024: and determining whether a target detection frame with an association relation with the current frame to be marked exists or not from the marking frame included in the video frame to be played corresponding to the played current frame to be marked based on the second association relation operation information of the user, and establishing the association relation between the current frame to be marked and the target detection frame under the condition that the target detection frame with the association relation with the current frame to be marked exists.

In the embodiment of the present invention, when the electronic device determines that the display function for displaying the recommendation frame corresponding to the current frame to be marked is started, the electronic device may provide the display function for displaying the recommendation frame corresponding to the current frame to be marked for the user, that is, perform the step of obtaining the recommendation frames having suspected association with the current frame to be marked and the second video frame corresponding to each recommendation frame and the subsequent processes. Under the condition that the display function of displaying the recommendation frame corresponding to the current frame to be marked is judged to be not started, M frames of video frames behind the tail frame video frame corresponding to the current frame to be marked in the video to be marked can be directly determined and serve as the video frames to be played corresponding to the current frame to be marked; displaying a first video frame containing a current frame to be marked in a first display area of a second preset display interface; and playing the video frame to be played corresponding to the current frame to be marked frame by frame in a second display area of a second preset display interface. The user can check the target in each video frame of the video frames to be played, check whether the target corresponding to the current frame to be marked is the target of the same physical object, that is, whether a detection frame having an association relationship with the current frame to be marked exists in the detection frames, and trigger corresponding operations.

And the electronic equipment acquires second association relation operation information based on corresponding operation triggered by the user. And under the condition that a user selects one detection frame from the detection frames contained in the video to be played corresponding to the current frame to be marked based on the second association relation operation information, determining that a target detection frame having an association relation with the current frame to be marked exists in the detection frames contained in the video to be played, taking the detection frame selected by the user as a target detection frame, and establishing the association relation between the current frame to be marked and the target detection frame, namely marking that a target corresponding to the current frame to be marked and a target corresponding to the target detection frame are the same physical object, namely realizing the association between the target corresponding to the current frame to be marked and the target corresponding to the target detection frame.
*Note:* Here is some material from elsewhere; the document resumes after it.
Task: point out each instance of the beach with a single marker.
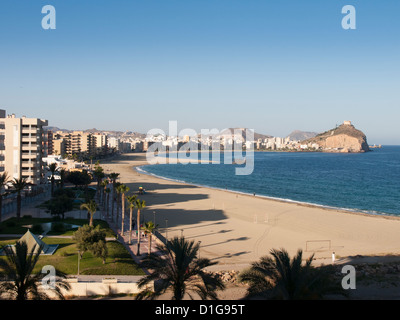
(236, 229)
Subsequently, in order to ensure the ordering of the user labeling process and better save the labeling association time of the user for the detection frames corresponding to the targets of the same physical object to a certain extent, improve the labeling association efficiency of the user for the detection frames corresponding to the targets of the same physical object, the target detection frame selected by the user and having an association relationship with the current frame to be labeled can be continuously used as a new current frame to be labeled, and then, the next labeling process is executed for the new current frame to be labeled.

In another case, when the electronic device determines that the user does not select one detection box from the detection boxes included in the video to be played corresponding to the current frame to be marked based on the second association relationship operation information, the electronic device determines that no target detection box having an association relationship with the current frame to be marked exists in the detection boxes included in the video to be played corresponding to the current frame to be marked.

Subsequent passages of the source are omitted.